Menos aún besaba a una mujer o juntaba con ella sus destinos. Murió muy limpio, pero muy solo, este gran imbécil misofóbico.

En México tuvimos dos grandes fobias nacionales: una contra los gachupines y otra contra los gringos. Digo “tuvimos” porque a Dios gracias han desaparecido casi del todo esas malevolencias. Antiguamente las tiendas de españoles en la Ciudad de México cerraban sus puertas el 15 de septiembre, y las cubrían –lo mismo que los escaparates– con gruesas cortinas de metal, pues la encendida turba lapidaba los establecimientos de los peninsulares y si a alguno veían en la calle lo perseguían y acosaban con toda suerte de malos tratos de palabra y obra.          

Por lo que hace a los americanos, la fobia contra ellos se deriva de las diversas invasiones que de su parte hemos padecido. Rara cosa: los franceses también nos invadieron y sin embargo nadie les tiene antipatía. Dejo ese tema a la consideración de historiadores y sociólogos, que son gente muy seria. Ahora, por desgracia, nuestra fobia antiyanqui la está reviviendo Donald Trump.

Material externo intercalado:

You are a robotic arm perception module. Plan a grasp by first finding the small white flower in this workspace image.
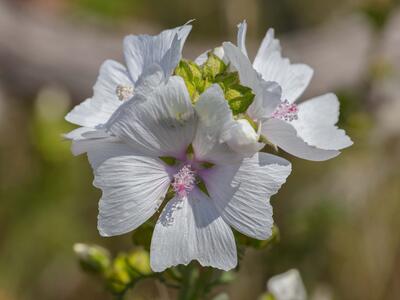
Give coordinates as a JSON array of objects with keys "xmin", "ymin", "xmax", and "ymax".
[
  {"xmin": 267, "ymin": 269, "xmax": 307, "ymax": 300},
  {"xmin": 89, "ymin": 76, "xmax": 291, "ymax": 271},
  {"xmin": 65, "ymin": 25, "xmax": 192, "ymax": 154},
  {"xmin": 223, "ymin": 22, "xmax": 352, "ymax": 161}
]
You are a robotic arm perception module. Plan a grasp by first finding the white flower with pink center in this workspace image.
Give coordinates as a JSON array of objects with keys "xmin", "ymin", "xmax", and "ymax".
[
  {"xmin": 89, "ymin": 76, "xmax": 291, "ymax": 271},
  {"xmin": 216, "ymin": 21, "xmax": 353, "ymax": 161},
  {"xmin": 65, "ymin": 25, "xmax": 192, "ymax": 155},
  {"xmin": 172, "ymin": 165, "xmax": 196, "ymax": 199}
]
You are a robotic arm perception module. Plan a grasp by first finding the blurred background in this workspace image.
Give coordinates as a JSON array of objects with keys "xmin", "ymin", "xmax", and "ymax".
[{"xmin": 0, "ymin": 0, "xmax": 400, "ymax": 300}]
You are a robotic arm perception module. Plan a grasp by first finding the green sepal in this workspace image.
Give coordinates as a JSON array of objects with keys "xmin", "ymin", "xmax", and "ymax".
[
  {"xmin": 174, "ymin": 59, "xmax": 205, "ymax": 102},
  {"xmin": 202, "ymin": 51, "xmax": 228, "ymax": 79},
  {"xmin": 225, "ymin": 84, "xmax": 255, "ymax": 116}
]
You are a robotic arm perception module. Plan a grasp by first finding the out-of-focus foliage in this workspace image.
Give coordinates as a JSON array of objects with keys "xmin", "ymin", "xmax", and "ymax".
[{"xmin": 0, "ymin": 0, "xmax": 400, "ymax": 300}]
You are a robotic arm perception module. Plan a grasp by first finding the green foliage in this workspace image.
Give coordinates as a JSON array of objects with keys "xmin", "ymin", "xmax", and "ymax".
[
  {"xmin": 235, "ymin": 225, "xmax": 280, "ymax": 249},
  {"xmin": 74, "ymin": 243, "xmax": 111, "ymax": 274},
  {"xmin": 258, "ymin": 293, "xmax": 276, "ymax": 300},
  {"xmin": 175, "ymin": 52, "xmax": 255, "ymax": 116},
  {"xmin": 202, "ymin": 51, "xmax": 228, "ymax": 79}
]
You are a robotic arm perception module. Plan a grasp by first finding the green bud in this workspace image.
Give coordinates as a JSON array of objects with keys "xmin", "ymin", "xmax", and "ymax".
[
  {"xmin": 225, "ymin": 84, "xmax": 255, "ymax": 116},
  {"xmin": 132, "ymin": 220, "xmax": 155, "ymax": 251},
  {"xmin": 74, "ymin": 243, "xmax": 111, "ymax": 273},
  {"xmin": 213, "ymin": 293, "xmax": 229, "ymax": 300},
  {"xmin": 258, "ymin": 293, "xmax": 276, "ymax": 300},
  {"xmin": 202, "ymin": 51, "xmax": 228, "ymax": 79},
  {"xmin": 174, "ymin": 60, "xmax": 204, "ymax": 102},
  {"xmin": 127, "ymin": 249, "xmax": 152, "ymax": 275},
  {"xmin": 218, "ymin": 271, "xmax": 236, "ymax": 284}
]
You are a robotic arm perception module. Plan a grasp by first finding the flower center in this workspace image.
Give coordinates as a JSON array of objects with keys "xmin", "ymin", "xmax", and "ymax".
[
  {"xmin": 172, "ymin": 165, "xmax": 196, "ymax": 198},
  {"xmin": 272, "ymin": 100, "xmax": 299, "ymax": 122},
  {"xmin": 115, "ymin": 84, "xmax": 133, "ymax": 101}
]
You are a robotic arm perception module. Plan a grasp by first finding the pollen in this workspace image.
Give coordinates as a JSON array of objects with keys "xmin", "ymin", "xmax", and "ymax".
[
  {"xmin": 172, "ymin": 165, "xmax": 196, "ymax": 199},
  {"xmin": 115, "ymin": 84, "xmax": 133, "ymax": 101},
  {"xmin": 272, "ymin": 100, "xmax": 299, "ymax": 122}
]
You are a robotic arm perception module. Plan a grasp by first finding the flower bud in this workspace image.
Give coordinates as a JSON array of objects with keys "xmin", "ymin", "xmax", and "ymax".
[
  {"xmin": 223, "ymin": 119, "xmax": 264, "ymax": 157},
  {"xmin": 74, "ymin": 243, "xmax": 110, "ymax": 273}
]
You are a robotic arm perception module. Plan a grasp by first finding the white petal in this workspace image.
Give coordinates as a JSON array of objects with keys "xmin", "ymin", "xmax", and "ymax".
[
  {"xmin": 93, "ymin": 155, "xmax": 170, "ymax": 236},
  {"xmin": 124, "ymin": 25, "xmax": 192, "ymax": 82},
  {"xmin": 193, "ymin": 84, "xmax": 242, "ymax": 163},
  {"xmin": 237, "ymin": 20, "xmax": 248, "ymax": 57},
  {"xmin": 261, "ymin": 119, "xmax": 340, "ymax": 161},
  {"xmin": 267, "ymin": 269, "xmax": 307, "ymax": 300},
  {"xmin": 253, "ymin": 28, "xmax": 282, "ymax": 66},
  {"xmin": 222, "ymin": 119, "xmax": 264, "ymax": 157},
  {"xmin": 64, "ymin": 127, "xmax": 103, "ymax": 140},
  {"xmin": 253, "ymin": 29, "xmax": 313, "ymax": 102},
  {"xmin": 223, "ymin": 43, "xmax": 281, "ymax": 119},
  {"xmin": 108, "ymin": 76, "xmax": 196, "ymax": 157},
  {"xmin": 194, "ymin": 49, "xmax": 211, "ymax": 66},
  {"xmin": 71, "ymin": 135, "xmax": 120, "ymax": 155},
  {"xmin": 247, "ymin": 80, "xmax": 282, "ymax": 121},
  {"xmin": 291, "ymin": 94, "xmax": 353, "ymax": 150},
  {"xmin": 86, "ymin": 139, "xmax": 134, "ymax": 171},
  {"xmin": 201, "ymin": 153, "xmax": 291, "ymax": 239},
  {"xmin": 65, "ymin": 60, "xmax": 129, "ymax": 128},
  {"xmin": 150, "ymin": 190, "xmax": 237, "ymax": 272}
]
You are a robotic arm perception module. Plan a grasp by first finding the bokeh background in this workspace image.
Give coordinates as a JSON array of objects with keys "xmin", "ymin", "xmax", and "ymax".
[{"xmin": 0, "ymin": 0, "xmax": 400, "ymax": 300}]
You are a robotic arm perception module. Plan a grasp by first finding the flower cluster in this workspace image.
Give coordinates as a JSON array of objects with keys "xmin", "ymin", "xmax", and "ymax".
[{"xmin": 66, "ymin": 22, "xmax": 352, "ymax": 271}]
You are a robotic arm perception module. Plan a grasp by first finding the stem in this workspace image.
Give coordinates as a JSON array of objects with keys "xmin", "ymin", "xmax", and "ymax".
[{"xmin": 178, "ymin": 264, "xmax": 199, "ymax": 300}]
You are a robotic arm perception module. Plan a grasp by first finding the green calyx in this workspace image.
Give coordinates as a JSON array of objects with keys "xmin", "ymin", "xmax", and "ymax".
[{"xmin": 174, "ymin": 51, "xmax": 255, "ymax": 116}]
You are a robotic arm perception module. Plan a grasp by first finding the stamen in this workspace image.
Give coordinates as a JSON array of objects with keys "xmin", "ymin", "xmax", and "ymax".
[
  {"xmin": 272, "ymin": 100, "xmax": 299, "ymax": 122},
  {"xmin": 172, "ymin": 165, "xmax": 196, "ymax": 199},
  {"xmin": 115, "ymin": 84, "xmax": 133, "ymax": 101}
]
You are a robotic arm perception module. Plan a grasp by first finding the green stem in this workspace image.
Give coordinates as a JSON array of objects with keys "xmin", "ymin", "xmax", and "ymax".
[{"xmin": 178, "ymin": 264, "xmax": 199, "ymax": 300}]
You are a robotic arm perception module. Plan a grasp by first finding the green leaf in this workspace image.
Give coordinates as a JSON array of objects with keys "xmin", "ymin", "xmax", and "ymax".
[
  {"xmin": 197, "ymin": 180, "xmax": 210, "ymax": 197},
  {"xmin": 202, "ymin": 51, "xmax": 227, "ymax": 79},
  {"xmin": 225, "ymin": 84, "xmax": 255, "ymax": 116},
  {"xmin": 174, "ymin": 60, "xmax": 204, "ymax": 102},
  {"xmin": 215, "ymin": 72, "xmax": 240, "ymax": 91}
]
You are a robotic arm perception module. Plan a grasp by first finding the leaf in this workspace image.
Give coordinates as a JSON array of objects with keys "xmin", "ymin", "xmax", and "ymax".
[
  {"xmin": 202, "ymin": 52, "xmax": 227, "ymax": 79},
  {"xmin": 225, "ymin": 84, "xmax": 255, "ymax": 116}
]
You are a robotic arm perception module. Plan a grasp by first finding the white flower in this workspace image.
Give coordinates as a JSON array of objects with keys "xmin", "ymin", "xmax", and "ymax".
[
  {"xmin": 267, "ymin": 269, "xmax": 307, "ymax": 300},
  {"xmin": 89, "ymin": 76, "xmax": 291, "ymax": 271},
  {"xmin": 65, "ymin": 25, "xmax": 191, "ymax": 154},
  {"xmin": 222, "ymin": 119, "xmax": 264, "ymax": 157},
  {"xmin": 223, "ymin": 22, "xmax": 352, "ymax": 161}
]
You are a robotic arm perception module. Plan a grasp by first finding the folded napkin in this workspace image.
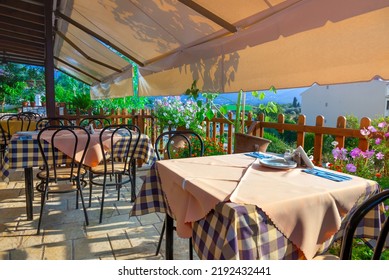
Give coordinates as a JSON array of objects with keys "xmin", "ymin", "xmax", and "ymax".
[
  {"xmin": 302, "ymin": 168, "xmax": 352, "ymax": 182},
  {"xmin": 245, "ymin": 152, "xmax": 273, "ymax": 159}
]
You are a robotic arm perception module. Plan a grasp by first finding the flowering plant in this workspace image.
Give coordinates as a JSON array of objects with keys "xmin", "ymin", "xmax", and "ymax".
[
  {"xmin": 154, "ymin": 96, "xmax": 205, "ymax": 132},
  {"xmin": 327, "ymin": 122, "xmax": 389, "ymax": 180},
  {"xmin": 172, "ymin": 137, "xmax": 227, "ymax": 158}
]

Conservo un titular de El Diario, aquel entrañable periódico al que su competidor, El Heraldo del Norte, llamaba “el periódico de la calle de Múzquiz”, habida cuenta de que El Diario llamaba al Heraldo “el periódico de la calle de Aldama”. Ese titular, publicado en los años de la Segunda Guerra, corresponde a una noticia acerca de cierto ebrio que, furioso por lo elevado de la cuenta que le presentaron en la cantina donde se había embriagado, quebró a patadas la taza del excusado del local. Decía el titular:
“Germanófilo rompe un excusado inglés”.
A propósito de esa simpatía que por los alemanes hubo aquí, cuenta el licenciado Eliseo Mendoza Berrueto que cuando vino a Saltillo el Escuadrón 201 a recibir el homenaje popular por su participación en el conflicto, llena la Plaza de Armas de gente que aclamaba a los aviadores, de pronto un chamaquito que estaba a hombros de su padre gritó en medio del silencio que se había hecho para escuchar al orador oficial:
–¡Viva Alemania!
Dice don Eliseo que el padre de aquel niño, un pobre empleado perteneciente a la burocracia del Estado, fue despedido ipso facto de su trabajo y vigilado después estrechamente como presunto agente de las potencias del Eje. ¡Lo que son las fobias!